It was a matter of time

Another writing prompt I enjoyed–It was a matter of time

His father was in decline for the past year. The old man had been on a respirator and unconscious for weeks. The family knew it was a matter of time.  Yet when the respirator was finally removed and the father finally died, the eldest son, James Jr., did not feel relief as he expected. Instead, he felt a wave of grief and fear for which he was unprepared.

James Jr. saw his future and his own death as he watched James Sr. briefly struggle for breath, his body disturbingly thrash about just before the end. James Jr. was reminded of his mother. She died at the age of thirty-two from cervical cancer. James Jr. was just twelve at the time. He helped raised his two younger siblings, neither of whom remember much about their mother, a woman James thought a saint.

While his siblings were blessed with healthy spouses, James Jr’s own wife, Sabine, died at the age of thirty-four of lymphoma.

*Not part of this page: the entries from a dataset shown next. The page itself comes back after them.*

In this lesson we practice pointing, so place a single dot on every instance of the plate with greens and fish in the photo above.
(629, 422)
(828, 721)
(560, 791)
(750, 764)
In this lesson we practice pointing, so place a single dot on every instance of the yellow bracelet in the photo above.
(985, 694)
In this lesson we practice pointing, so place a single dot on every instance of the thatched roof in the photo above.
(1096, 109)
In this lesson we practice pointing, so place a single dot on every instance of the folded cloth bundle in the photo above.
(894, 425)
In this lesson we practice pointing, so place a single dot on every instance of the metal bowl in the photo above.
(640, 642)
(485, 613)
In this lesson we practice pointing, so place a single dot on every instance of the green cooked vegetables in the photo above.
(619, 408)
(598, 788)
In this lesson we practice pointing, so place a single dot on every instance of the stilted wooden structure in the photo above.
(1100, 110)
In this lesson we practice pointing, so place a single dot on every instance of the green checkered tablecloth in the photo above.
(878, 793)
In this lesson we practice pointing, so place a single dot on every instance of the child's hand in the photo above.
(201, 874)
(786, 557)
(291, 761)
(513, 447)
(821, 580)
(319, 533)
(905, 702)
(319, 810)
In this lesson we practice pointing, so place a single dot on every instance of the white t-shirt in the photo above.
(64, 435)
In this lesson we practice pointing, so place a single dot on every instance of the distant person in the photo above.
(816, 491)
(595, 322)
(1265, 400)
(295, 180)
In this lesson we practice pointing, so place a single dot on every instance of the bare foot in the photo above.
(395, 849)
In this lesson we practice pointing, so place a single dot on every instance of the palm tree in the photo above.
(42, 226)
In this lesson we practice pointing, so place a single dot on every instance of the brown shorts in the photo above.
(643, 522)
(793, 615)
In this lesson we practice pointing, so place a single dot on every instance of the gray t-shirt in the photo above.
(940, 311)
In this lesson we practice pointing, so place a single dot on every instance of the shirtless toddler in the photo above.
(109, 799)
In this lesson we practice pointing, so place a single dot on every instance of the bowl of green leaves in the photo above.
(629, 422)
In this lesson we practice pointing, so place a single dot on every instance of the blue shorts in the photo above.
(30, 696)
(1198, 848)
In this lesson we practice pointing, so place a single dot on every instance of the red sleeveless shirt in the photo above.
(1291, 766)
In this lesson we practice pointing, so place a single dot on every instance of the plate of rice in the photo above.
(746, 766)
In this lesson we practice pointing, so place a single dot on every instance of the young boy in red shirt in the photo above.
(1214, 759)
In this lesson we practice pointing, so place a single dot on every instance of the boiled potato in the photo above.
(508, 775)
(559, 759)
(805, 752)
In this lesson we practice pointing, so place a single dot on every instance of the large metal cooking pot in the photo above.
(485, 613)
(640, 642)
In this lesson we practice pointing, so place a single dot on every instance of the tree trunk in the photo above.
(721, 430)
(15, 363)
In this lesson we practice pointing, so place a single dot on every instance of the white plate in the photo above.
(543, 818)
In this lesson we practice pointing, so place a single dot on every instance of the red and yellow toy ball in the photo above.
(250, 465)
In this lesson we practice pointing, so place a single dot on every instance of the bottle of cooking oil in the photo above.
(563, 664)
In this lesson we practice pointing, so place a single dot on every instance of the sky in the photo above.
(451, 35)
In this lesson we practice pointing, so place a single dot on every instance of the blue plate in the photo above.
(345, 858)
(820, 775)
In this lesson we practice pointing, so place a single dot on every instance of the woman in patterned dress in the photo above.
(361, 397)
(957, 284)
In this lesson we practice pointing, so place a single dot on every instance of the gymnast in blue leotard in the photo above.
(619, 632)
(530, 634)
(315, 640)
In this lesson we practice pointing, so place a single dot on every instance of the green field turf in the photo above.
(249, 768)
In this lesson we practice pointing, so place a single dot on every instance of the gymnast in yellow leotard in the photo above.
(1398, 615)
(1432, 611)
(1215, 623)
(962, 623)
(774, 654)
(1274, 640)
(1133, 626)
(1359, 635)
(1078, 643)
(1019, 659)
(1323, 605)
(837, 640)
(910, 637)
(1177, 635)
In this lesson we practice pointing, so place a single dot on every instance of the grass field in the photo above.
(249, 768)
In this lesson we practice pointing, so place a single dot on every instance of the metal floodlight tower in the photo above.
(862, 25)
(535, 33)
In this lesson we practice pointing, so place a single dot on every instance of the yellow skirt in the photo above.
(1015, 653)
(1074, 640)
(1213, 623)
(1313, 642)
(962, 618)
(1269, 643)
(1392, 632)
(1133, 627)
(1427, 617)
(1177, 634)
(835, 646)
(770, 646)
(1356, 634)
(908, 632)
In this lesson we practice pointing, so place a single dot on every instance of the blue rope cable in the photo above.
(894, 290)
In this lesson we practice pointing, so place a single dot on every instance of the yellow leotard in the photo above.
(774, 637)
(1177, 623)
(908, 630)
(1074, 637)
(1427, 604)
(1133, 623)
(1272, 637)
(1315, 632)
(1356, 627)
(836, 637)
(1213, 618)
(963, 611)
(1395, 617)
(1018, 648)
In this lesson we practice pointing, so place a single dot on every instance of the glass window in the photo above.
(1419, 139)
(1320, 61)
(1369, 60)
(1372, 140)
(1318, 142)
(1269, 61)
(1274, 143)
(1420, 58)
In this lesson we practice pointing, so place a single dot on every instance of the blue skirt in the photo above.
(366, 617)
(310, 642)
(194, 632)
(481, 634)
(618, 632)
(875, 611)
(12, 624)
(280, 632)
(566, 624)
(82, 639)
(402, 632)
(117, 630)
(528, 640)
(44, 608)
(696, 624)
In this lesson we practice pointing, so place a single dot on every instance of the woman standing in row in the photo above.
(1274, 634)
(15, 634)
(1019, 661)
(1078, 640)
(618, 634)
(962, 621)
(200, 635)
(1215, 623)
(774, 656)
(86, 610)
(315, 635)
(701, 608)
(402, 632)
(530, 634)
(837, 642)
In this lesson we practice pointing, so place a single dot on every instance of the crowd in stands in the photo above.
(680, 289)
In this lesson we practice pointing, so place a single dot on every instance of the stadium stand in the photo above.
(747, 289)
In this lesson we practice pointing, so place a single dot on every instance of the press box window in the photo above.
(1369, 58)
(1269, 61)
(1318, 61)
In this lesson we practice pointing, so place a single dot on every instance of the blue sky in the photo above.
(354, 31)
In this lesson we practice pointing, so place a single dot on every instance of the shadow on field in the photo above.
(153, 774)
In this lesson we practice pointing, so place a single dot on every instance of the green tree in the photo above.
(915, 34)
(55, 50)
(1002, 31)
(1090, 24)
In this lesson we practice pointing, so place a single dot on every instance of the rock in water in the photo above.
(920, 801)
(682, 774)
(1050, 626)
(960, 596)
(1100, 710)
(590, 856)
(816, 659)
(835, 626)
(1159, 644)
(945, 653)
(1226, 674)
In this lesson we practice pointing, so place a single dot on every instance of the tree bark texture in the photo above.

They, too, had three children. James Jr. struggled to raise them on his own. He eventually dated a few women in the ten years since his wife died, but most women don’t want to help raise three children that are not their own. And who could blame them. James, himself, would not have wanted to if the situation were reversed. There was one woman, however, who would have married him but she wanted to have a child of her own with James. He wanted to, he really did, but three children was enough, James told her. She promptly gave up on him and married another man within a year. James Jr. would, if his life was to mirror his own father’s, as he believed it would, would not find another woman before the end. He would die with his three children at his bedside. James Jr. wondered what would become of his eldest son.